Riflettori accesi di Bruxelles sull’Italia con quattro procedure di infrazione. La Commissione europea ha inviato a Roma tre lettere formali per aver rilevato la violazione del diritto dell’Ue in tema di rifiuti, sicurezza stradale e contratti dei docenti, oltre a un parere motivato sulle rinnovabili che segna un ulteriore passo avanti verso una possibile sanzione.
La risposta dell’Italia sulla messa in mora riguardo ai progetti green, infatti, non è arrivata a Palazzo Berlaymont, che ha concesso altri due mesi a Palazzo Chigi, prima di presentare il caso alla Corte di giustizia Ue.
Il parere motivato sulle rinnovabili
Il parere motivato è finito sul tavolo del Governo Meloni dopo le lettere di costituzione in mora inviate all’Italia e ad altri 25 Paesi Ue a settembre 2024, per non aver recepito le nuove regole europee dirette ad accelerare l’autorizzazione dei progetti di energia rinnovabile, con l’adozione nella legislazione nazionale prevista entro l’1 luglio 2024.
Insieme ad altri quattro Paesi (Spagna, Cipro, Slovacchia e Svezia), l’Italia non ha notificato le misure di recepimento della direttiva a Bruxelles e ha quindi due mesi di tempo per rispondere e adottare le norme.
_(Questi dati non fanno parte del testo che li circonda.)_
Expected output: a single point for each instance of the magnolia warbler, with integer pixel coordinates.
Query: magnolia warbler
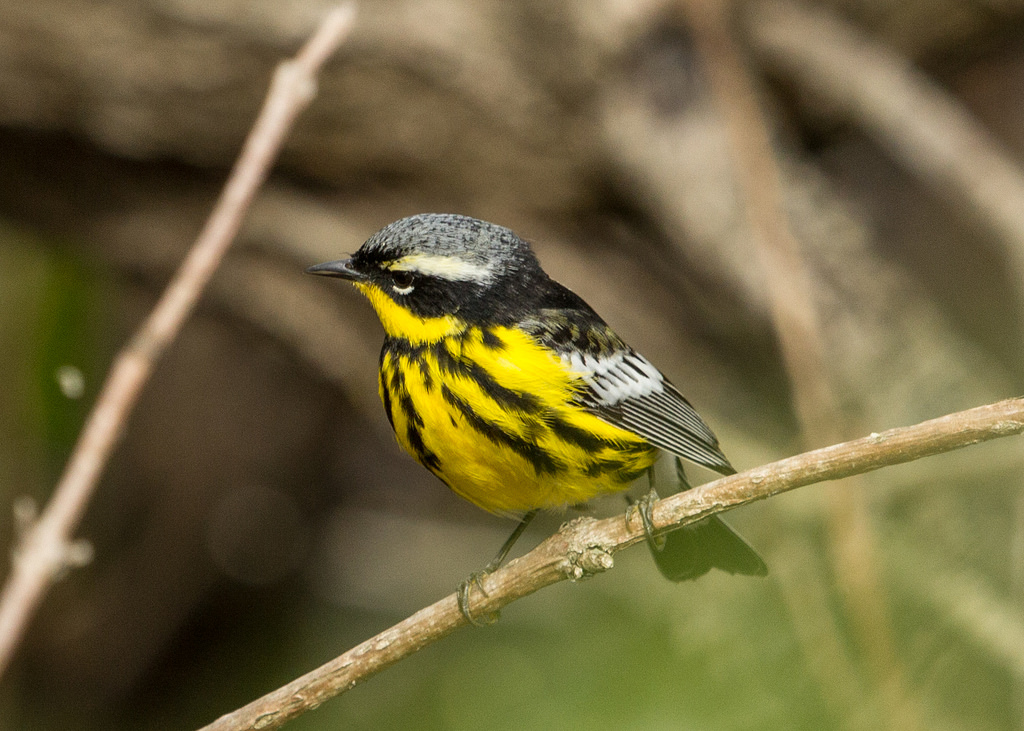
(515, 393)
In caso contrario potrebbe essere deferita alla Corte di giustizia dell’Unione europea, rischiando una sanzione.
La Direttiva Ue 2023/2413 fornisce nuove norme per semplificare e abbreviare le procedure di autorizzazione sia per i progetti di energia rinnovabile che per quelli infrastrutturali necessari per integrare la capacità aggiuntiva nella rete elettrica nazionale.
Procedura d’infrazione Ue: i passaggi
La lettera di costituzione in mora alla quale l’Italia non ha risposto rappresenta il primo passaggio della procedura d’infrazione Ue, lo strumento utilizzato dalla Commissione europea per tutelare il rispetto del diritto dell’Unione.
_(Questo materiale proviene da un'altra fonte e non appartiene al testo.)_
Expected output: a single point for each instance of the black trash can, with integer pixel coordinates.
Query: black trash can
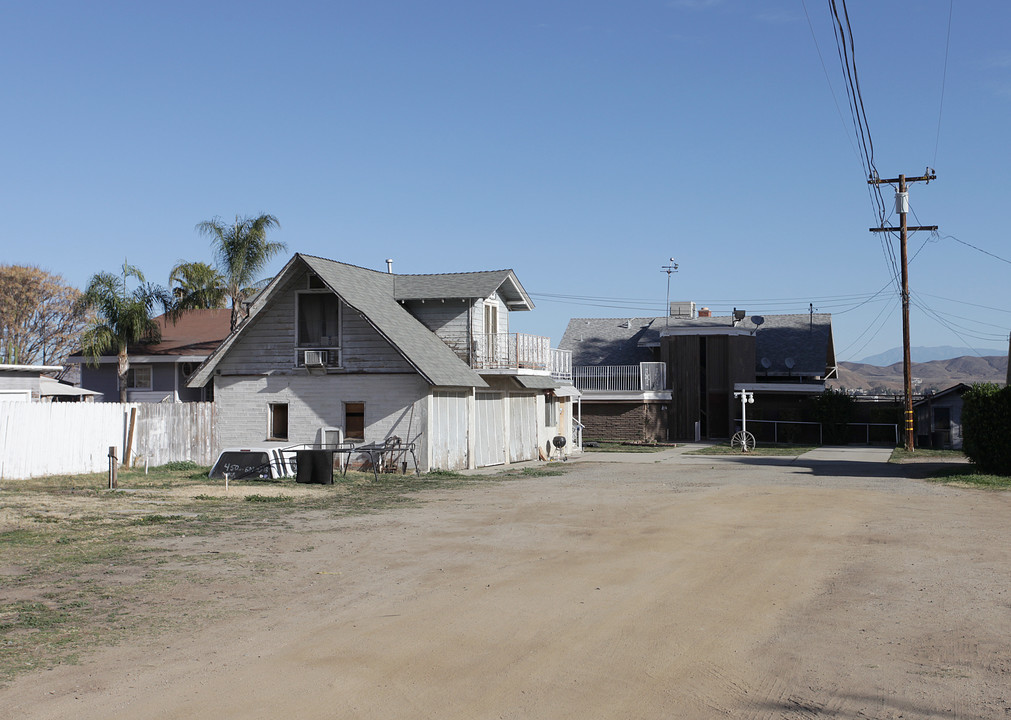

Nel caso in cui uno Stato membro non dia seguito alle richieste o fornisca risposte ritenute non soddisfacenti, Bruxelles può emettere un parere motivato tramite il quale consolida il richiamo al Paese e lo diffida a porre rimedio in genere entro due mesi.
Se il Governo interessato non si conforma alle norme del diritto europeo, Bruxelles può ricorrere alla Corte di Giustizia dell’Ue e in caso di sentenza di condanna, lo Stato membro è chiamato al pagamento di una sanzione e ad adottare le misure previste.
La procedura sui docenti
Una delle procedure d’infrazione appena aperte contro l’Italia riguarda i contratti a tempo determinato degli insegnanti. Nel nostro Paese, infatti, i docenti con questo tipo di contratto non hanno diritto a una progressione salariale graduale basata sui precedenti periodi di servizio, a differenza dei colleghi a tempo indeterminato.
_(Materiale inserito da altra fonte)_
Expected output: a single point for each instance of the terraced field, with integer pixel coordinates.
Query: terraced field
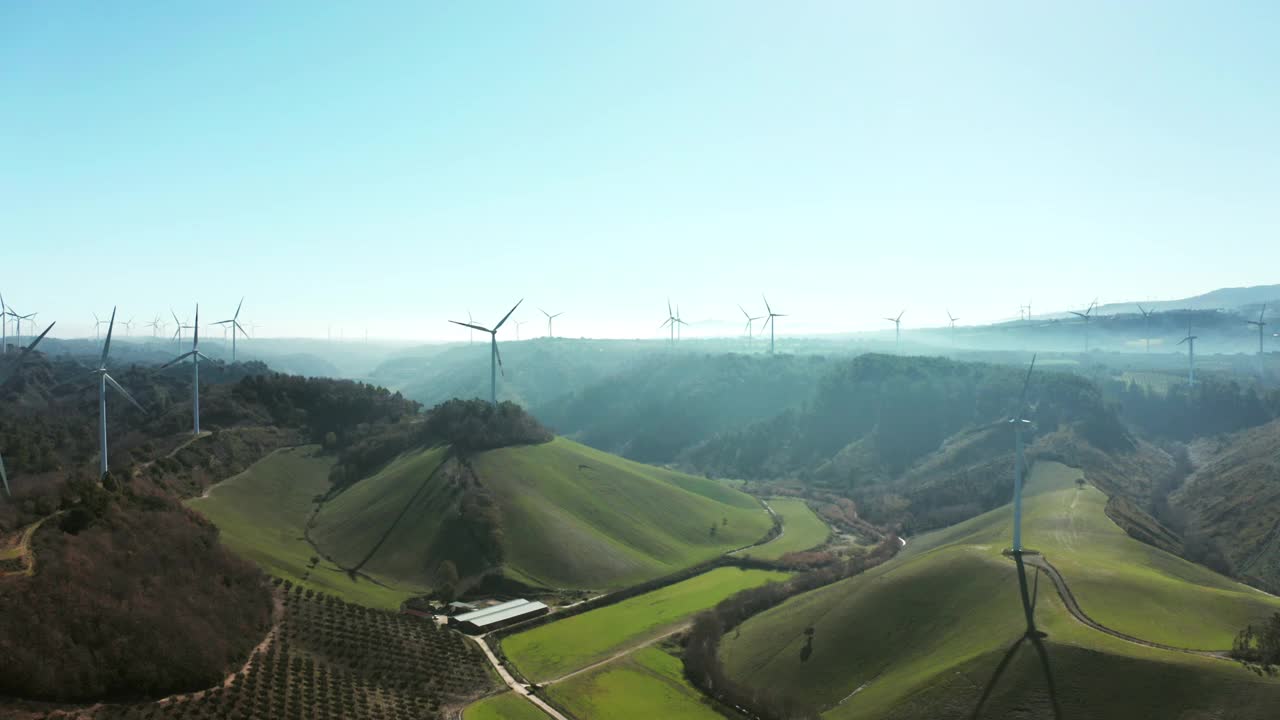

Una condizione ritenuta “discriminante” da parte di Bruxelles, che chiede al Governo di Giorgia Meloni di porre rimedio alle contestazioni entro due mesi.
La procedura sui rifiuti
Tra le lettere di messa in mora spedite a Roma c’è anche l’avvio di una procedura per non aver recepito correttamente la direttiva sulle discariche (1999/31/CE modificata dalla Direttiva Ue 2018/850), che stabilisce regole precise per lo smaltimento dei rifiuti negli impianti, quali:
- conferimento in discarica dei rifiuti urbani al 10% entro il 2035;
- divieto dal 2030 del dislocamento in discarica di rifiuti idonei al riciclaggio o ad altro recupero;
- norme sul calcolo del completamento dell’obiettivo di riduzione delle discariche.
Sulla materia, l’Italia risulta inadempiente anche riguardo alla definizione di rifiuti collocati in discarica su quelli sottoposti a incenerimento, per non aver dichiarato correttamente le categorie di materiali destinate agli impianti per rifiuti pericolosi e le specifiche per lo stoccaggio temporaneo del mercurio metallico, oltre a non aver recepito le prescrizioni dell’Ue sul monitoraggio dei gas e campionamento delle acque sotterranee nelle discariche.
La procedura sulla sicurezza stradale
Infine, la Commissione europea ha aperto una procedura di infrazione contro Roma per non aver organizzato programmi di formazione e certificazione per auditor della sicurezza stradale e per non aver effettuato audit con revisori certificati.
Dal 19 dicembre 2013, infatti, solo i revisori in possesso di un certificato professionale sono autorizzati a svolgere gli audit di sicurezza stradale per i progetti infrastrutturali su strade e autostrade.
“Sebbene l’Italia abbia recepito queste disposizioni nella legislazione nazionale – spiegano da Bruxelles – la Commissione ritiene che l’Italia non le applichi nella pratica“.